Aspartyl proteases are enzymes that speed up chemical reactions in living organisms. As proteases, their function is to break down proteins. They achieve this by cleaving bonds between amino acids, the building blocks of proteins, thereby breaking large proteins into smaller peptides or individual amino acids. Aspartyl proteases play an important role in various biological processes across different forms of life.
How Aspartyl Proteases Work
Aspartyl proteases are characterized by a catalytic mechanism relying on two aspartic acid residues in their active site. This pair of aspartates is often referred to as a “catalytic dyad.” The enzyme’s structure features a bilobed shape, with the active site between these two lobes.
The mechanism activates a water molecule, coordinated between the two highly conserved aspartate residues. One aspartate removes a proton from the water, making it reactive to attack the carbon atom of the peptide bond. This forms a temporary, unstable tetrahedral oxyanion intermediate, stabilized by hydrogen bonds with the second aspartic acid residue. Unlike some other proteases, aspartyl proteases do not form a covalent bond with the protein they are cutting during this process; the cleavage occurs in a single step. The intermediate’s rearrangement protonates the amide group in the peptide bond, splitting the protein into two peptide fragments and regenerating the active site.
Diverse Roles in Biological Systems
Aspartyl proteases perform important functions within living organisms.
In the human digestive system, pepsin is an aspartyl protease produced in the stomach. Pepsin initiates the breakdown of dietary proteins into smaller peptides, aiding protein digestion at the acidic pH in the stomach. It exhibits broad cleavage specificity, preferring to cut bonds near hydrophobic or aromatic amino acids.
Renin is an aspartyl protease secreted by the kidneys. Renin functions as part of the renin-angiotensin-aldosterone system (RAAS), a hormonal system regulating the body’s water balance and blood pressure. Renin cleaves angiotensinogen to produce angiotensin I, which undergoes further processing to affect blood vessel constriction and fluid retention, influencing blood pressure.
Within cells, lysosomal cathepsins, such as cathepsin D, are aspartyl proteases in lysosomes, the cell’s recycling centers. These enzymes break down unwanted or damaged proteins or other macromolecules delivered to lysosomes through processes like autophagy (cellular self-eating) and endocytosis. This degradation recycles amino acids, maintaining cellular health.
Targeting Aspartyl Proteases in Medicine
Aspartyl proteases are also important targets for drug development due to their involvement in various diseases. A key example is the HIV-1 protease, produced by the human immunodeficiency virus. This viral enzyme is important for the virus to mature into an infectious form by cleaving large viral precursor proteins into smaller, functional components.
HIV-1 protease inhibitors block this enzyme’s activity, preventing the virus from replicating and maturing. These inhibitors bind to the HIV-1 protease’s active site, disabling it and reducing viral load in infected individuals. This therapeutic strategy has been successful in treating AIDS, often used in combination with other antiretroviral drugs as part of highly active antiretroviral therapy (HAART).
Renin, involved in blood pressure regulation, is another target for hypertension treatment. Direct renin inhibitors, such as aliskiren, block renin’s ability to convert angiotensinogen to angiotensin I, interrupting the RAAS cascade at its initial step. This reduces angiotensin II, a potent vasoconstrictor, and promotes sodium and water excretion, ultimately lowering blood pressure.

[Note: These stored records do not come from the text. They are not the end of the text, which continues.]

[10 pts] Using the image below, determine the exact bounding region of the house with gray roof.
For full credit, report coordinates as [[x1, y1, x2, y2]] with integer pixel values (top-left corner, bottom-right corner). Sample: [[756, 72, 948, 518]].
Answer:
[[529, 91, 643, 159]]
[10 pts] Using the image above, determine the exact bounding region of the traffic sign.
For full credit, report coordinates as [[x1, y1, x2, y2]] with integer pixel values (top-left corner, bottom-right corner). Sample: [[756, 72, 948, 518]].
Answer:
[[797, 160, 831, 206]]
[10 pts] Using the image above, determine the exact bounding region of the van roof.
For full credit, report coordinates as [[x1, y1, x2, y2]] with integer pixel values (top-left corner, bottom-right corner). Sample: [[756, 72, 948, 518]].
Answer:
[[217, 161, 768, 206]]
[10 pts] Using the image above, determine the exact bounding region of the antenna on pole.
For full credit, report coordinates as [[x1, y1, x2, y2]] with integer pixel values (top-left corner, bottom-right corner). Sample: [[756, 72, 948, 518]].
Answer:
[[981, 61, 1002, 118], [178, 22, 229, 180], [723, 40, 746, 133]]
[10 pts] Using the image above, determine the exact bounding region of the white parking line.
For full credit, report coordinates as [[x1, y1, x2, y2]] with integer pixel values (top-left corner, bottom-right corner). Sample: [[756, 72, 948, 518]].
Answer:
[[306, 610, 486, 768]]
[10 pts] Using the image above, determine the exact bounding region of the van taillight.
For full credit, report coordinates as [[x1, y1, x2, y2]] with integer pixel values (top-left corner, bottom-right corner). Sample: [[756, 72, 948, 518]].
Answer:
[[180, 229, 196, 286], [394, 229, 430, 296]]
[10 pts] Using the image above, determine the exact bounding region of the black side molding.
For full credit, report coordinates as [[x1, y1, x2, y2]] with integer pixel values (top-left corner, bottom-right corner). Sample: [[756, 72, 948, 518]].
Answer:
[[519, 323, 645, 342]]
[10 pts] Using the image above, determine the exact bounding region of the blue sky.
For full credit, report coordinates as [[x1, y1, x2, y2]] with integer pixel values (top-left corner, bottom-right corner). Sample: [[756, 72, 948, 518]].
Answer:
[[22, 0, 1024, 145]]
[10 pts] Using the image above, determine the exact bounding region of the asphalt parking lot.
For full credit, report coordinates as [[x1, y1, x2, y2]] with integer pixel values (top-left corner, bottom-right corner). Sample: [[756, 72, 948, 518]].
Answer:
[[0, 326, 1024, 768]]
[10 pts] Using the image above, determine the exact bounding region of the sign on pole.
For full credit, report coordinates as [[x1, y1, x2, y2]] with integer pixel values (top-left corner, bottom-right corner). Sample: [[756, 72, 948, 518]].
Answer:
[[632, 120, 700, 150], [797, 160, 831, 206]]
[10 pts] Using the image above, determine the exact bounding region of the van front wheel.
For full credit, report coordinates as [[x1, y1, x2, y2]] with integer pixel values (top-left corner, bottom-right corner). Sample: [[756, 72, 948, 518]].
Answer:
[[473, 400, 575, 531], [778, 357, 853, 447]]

Aspartyl proteases are also investigated for roles in other conditions. Beta-secretase (BACE1) is implicated in Alzheimer’s disease. BACE1 is involved in producing amyloid-beta peptides that accumulate in the brain to form amyloid plaques, a hallmark of Alzheimer’s. Inhibitors of BACE1 have been developed to reduce amyloid-beta production, with some in clinical trials to assess their potential as treatments for Alzheimer’s disease. Additionally, aspartyl proteases in malaria parasites, such as plasmepsins, are explored as potential drug targets for new antimalarial therapies, as these enzymes are necessary for parasite survival within the host.